Question

A series $R C$ circuit is formed using a resistance $R$, a capacitor without dielectric having a capacitance $C=2\, F$ and a battery of emf $E=3\, V$. The circuit is completed and it is allowed to attain the steady state. After this, at $t=0$, half the thickness of the capacitor is filled with a dielectric of constant $K=2$ as shown in the figure. The system is again allowed to attain a steady state.

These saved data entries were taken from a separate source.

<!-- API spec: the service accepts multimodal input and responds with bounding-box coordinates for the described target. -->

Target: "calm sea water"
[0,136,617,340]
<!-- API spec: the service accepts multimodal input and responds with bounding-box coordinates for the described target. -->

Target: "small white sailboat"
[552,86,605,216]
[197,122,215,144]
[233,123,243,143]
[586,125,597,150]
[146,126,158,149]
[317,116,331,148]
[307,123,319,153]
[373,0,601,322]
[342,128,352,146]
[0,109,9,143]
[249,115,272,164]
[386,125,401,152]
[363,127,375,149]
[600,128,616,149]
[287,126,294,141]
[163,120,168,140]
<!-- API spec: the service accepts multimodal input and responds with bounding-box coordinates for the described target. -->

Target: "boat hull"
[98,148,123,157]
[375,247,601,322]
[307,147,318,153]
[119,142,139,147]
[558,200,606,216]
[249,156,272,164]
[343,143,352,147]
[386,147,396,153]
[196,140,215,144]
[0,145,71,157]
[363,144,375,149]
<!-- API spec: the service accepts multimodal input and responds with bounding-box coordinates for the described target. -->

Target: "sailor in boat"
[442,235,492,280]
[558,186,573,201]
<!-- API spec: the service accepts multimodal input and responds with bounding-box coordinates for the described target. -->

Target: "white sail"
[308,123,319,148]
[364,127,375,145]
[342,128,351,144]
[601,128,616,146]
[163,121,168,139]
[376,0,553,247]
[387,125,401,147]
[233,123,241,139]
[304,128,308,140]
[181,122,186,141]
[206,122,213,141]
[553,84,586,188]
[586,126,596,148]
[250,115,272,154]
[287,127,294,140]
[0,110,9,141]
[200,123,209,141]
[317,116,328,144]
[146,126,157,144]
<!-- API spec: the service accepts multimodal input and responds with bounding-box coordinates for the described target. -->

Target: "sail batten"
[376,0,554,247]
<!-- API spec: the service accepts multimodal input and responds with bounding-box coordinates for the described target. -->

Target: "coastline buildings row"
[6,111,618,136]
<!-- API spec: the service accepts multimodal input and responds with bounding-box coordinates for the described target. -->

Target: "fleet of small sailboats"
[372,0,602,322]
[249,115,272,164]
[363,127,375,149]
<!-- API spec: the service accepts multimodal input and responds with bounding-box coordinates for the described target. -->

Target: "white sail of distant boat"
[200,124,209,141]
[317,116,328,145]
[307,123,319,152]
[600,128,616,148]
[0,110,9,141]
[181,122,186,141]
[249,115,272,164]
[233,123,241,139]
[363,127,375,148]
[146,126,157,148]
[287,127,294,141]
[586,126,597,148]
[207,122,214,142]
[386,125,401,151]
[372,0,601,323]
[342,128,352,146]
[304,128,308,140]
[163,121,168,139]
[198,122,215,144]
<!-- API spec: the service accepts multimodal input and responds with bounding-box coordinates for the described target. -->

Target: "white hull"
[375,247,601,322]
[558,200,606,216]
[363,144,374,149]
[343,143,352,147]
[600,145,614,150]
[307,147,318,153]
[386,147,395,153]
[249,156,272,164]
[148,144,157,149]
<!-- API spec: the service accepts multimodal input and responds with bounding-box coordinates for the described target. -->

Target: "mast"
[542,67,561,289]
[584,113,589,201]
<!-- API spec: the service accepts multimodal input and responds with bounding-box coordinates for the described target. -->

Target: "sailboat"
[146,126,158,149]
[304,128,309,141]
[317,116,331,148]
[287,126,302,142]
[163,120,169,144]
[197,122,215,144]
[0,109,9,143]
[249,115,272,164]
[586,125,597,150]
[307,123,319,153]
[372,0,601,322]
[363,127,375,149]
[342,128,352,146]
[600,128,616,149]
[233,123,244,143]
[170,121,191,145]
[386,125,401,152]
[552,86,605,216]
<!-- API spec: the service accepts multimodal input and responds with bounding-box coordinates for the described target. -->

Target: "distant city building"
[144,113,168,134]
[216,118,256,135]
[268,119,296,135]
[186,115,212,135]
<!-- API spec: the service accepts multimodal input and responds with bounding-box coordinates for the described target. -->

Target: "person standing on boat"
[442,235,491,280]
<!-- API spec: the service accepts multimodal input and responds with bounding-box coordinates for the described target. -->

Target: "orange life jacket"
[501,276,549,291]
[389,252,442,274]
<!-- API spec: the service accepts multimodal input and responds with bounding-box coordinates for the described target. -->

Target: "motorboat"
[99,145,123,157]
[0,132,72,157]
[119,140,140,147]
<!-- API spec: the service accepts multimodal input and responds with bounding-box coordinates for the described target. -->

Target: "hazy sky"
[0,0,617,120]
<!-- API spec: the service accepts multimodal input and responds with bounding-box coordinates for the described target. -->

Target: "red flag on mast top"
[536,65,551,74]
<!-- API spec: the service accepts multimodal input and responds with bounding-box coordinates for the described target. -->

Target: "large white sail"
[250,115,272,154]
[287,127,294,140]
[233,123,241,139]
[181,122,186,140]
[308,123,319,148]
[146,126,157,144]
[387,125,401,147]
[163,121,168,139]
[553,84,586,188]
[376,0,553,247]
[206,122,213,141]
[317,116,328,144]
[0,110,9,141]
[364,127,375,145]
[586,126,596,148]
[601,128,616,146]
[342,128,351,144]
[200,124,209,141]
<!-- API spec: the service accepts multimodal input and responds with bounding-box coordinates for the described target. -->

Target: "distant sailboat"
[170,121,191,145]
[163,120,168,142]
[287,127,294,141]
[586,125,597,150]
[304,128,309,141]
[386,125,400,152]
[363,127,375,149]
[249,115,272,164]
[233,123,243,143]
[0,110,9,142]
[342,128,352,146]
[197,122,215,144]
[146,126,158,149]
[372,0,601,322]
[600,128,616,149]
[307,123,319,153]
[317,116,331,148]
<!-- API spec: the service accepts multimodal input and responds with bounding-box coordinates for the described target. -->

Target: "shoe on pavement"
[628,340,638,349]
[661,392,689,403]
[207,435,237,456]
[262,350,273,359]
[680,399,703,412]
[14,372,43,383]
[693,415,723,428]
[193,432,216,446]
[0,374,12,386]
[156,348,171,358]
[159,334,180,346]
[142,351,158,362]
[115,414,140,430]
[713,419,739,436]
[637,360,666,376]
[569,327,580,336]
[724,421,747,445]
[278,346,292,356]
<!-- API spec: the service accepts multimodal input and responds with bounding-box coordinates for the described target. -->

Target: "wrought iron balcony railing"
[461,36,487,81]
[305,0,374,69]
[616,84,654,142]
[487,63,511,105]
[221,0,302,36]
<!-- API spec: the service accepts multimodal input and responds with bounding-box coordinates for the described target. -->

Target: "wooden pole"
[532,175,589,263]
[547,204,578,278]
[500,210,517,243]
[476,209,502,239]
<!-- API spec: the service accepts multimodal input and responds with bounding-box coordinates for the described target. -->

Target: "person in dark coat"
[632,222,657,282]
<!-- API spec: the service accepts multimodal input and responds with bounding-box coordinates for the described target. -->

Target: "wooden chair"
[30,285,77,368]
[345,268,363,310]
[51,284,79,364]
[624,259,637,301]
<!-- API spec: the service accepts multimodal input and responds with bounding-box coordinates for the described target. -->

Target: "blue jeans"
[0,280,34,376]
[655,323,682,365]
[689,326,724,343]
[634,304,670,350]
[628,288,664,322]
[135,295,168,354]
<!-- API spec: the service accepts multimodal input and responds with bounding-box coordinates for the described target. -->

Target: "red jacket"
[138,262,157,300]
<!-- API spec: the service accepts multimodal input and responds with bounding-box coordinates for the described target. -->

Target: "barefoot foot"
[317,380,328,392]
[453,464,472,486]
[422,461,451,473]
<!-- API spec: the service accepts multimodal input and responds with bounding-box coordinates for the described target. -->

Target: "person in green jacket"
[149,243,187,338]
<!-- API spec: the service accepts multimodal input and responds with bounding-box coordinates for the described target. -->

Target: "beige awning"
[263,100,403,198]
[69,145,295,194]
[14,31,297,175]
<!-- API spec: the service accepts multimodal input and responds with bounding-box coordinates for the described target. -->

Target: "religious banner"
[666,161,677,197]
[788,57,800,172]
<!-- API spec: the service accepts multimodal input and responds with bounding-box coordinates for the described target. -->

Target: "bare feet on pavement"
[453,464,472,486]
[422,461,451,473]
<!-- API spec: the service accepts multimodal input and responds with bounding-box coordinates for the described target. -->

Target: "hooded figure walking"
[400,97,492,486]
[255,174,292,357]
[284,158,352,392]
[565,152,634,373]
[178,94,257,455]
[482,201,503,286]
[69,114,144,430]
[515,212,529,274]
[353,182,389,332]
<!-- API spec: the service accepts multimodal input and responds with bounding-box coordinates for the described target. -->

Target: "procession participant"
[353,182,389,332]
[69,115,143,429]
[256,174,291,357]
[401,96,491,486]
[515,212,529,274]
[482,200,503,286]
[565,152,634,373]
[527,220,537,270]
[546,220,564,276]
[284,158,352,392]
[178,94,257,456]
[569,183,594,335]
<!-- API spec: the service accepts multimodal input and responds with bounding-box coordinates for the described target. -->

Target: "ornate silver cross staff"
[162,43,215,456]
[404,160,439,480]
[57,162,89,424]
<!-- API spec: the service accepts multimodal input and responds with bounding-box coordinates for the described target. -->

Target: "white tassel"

What will be the heat generated (in joule) in the capacitor between $t=0$ and $t=\infty$ ?

Answer 1

Initial charge on capacitor $=C E$
Initial potential energy of capacitor $=C E^{2} / 2$
Now, $C=\varepsilon_{0} A / d$
New capacitance: $C^{\prime}=\frac{\varepsilon_{0} A}{d / 2}$ in series with $\frac{\varepsilon_{0} K A}{d / 2}$
$\Rightarrow C'=\frac{2 \varepsilon_{0} A}{d}$ in series with $\frac{4 \varepsilon_{0} A}{d}$
$=\frac{\varepsilon_{0} A}{d}\left(\frac{2 \times 4}{2+4}\right)=\frac{4 \varepsilon_{0} A}{3 d}=\frac{4}{3} C$
$\Rightarrow$ New charge $=\frac{4}{3} C E$
New energy $=\frac{1}{2} \times \frac{4}{3} C E^{2}=\frac{2}{3} C E^{2}$.
Now, $W_{\text {battery }}=\Delta H+\Delta U$
$\Rightarrow E\left(\frac{4}{3} C E-C E\right)$
$=\Delta H+\frac{2}{3} C E^{2}-\frac{1}{2} C E^{2} $
$\Rightarrow \Delta H=\frac{1}{6} C E^{2}=3\, J$